How this skill works
The pipeline extracts paragraph-level text from ePub files, removes front/back matter, and segments the text into semantically coherent chunks (150–400 words) with overlap. A fast LLM generates concise scene descriptions from each chunk using many system and prompt templates to produce diverse instruction–response pairs. Those pairs are assembled into a message-format JSONL dataset, then used to train a LoRA adapter on a base model, and finally validated with modern-scenario tests and originality checks.
When to use it
- Creating fine-tuning datasets from literary works or collections of books
- Training author-voice or style-transfer models (LoRA) on small to mid-sized models (≤8B)

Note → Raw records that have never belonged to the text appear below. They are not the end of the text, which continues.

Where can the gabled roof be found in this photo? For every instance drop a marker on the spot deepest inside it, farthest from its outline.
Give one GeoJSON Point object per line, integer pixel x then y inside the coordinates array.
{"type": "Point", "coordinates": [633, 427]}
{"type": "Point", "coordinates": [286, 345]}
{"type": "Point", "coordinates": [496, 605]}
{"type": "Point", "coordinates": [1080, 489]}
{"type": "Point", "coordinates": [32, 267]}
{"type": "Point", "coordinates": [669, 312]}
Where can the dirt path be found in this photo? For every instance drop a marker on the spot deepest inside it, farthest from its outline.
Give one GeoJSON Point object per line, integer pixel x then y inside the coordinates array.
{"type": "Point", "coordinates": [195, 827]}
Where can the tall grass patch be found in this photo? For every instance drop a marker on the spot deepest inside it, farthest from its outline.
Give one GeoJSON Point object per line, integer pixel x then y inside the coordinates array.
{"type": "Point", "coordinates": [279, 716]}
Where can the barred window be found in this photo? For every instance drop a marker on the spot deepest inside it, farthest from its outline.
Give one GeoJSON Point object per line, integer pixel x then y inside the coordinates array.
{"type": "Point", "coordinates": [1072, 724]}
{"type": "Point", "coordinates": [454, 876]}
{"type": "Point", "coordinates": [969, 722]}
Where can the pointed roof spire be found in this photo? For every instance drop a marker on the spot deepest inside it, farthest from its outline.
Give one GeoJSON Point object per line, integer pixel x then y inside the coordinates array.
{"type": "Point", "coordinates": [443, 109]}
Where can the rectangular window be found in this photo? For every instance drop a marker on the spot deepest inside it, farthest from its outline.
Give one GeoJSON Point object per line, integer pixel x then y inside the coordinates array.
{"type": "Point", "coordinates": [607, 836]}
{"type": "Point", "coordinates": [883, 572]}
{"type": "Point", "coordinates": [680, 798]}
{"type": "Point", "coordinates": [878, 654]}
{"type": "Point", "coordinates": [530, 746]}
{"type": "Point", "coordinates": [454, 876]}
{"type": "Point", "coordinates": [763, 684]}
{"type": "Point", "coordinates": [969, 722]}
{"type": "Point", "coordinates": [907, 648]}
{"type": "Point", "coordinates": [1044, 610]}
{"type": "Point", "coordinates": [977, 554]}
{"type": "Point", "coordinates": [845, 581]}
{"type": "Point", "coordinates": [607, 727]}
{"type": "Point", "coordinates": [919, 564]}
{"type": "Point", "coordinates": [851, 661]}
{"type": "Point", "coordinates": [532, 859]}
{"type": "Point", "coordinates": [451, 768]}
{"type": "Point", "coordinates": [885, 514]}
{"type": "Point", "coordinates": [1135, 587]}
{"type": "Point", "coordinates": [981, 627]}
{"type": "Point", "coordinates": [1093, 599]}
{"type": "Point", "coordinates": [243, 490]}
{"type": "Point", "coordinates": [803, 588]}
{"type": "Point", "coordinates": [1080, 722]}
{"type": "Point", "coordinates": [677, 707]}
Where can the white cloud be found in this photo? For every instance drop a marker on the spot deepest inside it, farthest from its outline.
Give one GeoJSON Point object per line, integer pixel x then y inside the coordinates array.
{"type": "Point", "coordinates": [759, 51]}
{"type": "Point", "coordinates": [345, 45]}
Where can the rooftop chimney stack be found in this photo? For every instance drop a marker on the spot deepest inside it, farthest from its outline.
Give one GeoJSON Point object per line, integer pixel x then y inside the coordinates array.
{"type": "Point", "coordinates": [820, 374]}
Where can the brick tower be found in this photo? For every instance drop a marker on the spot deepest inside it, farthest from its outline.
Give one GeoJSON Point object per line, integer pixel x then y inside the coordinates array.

- Preparing SFT datasets for platforms like Tinker or similar training services
- Designing segmentation pipelines for long-form content to preserve coherence
- Validating that a model learned style rather than memorized content
Best practices
- Always prefer ePub over PDF; extract from paragraph tags to avoid OCR artifacts
- Segment at paragraph boundaries into 150–400 word chunks and include small overlaps
- Use many diverse system prompts and 15+ prompt templates to avoid memorization
- Train adapters on base (non-instruct) models for better malleability
- Reserve a held-out test set (≥50 examples) and run modern-scenario tests to verify style transfer
- Search training data for verbatim output phrases to check originality
Example use cases
- Convert a single novel into 500–1000 SFT examples and train a LoRA adapter for an 8B base model
- Create a dataset from multiple short books to reduce character-name leakage and improve generalization
- Produce variants per chunk (2–4) with different system prompts to expand training diversity
- Validate a style adapter by asking it to write modern scenarios (texting, climate anxiety) in the author’s voice
- Integrate the orchestrator agent to resume failed phases and produce audit artifacts for debugging
FAQ
Base models are more malleable for low-level style patterns. Instruction-tuned models carry prior instruction mappings that resist overwriting, making style transfer harder.
How do I avoid the model repeating exact sentences from the book?
Use diverse prompts, limit epochs (e.g., ≤3), train on multiple books or synthetic variations, and grep your dataset for training phrases to ensure outputs are novel.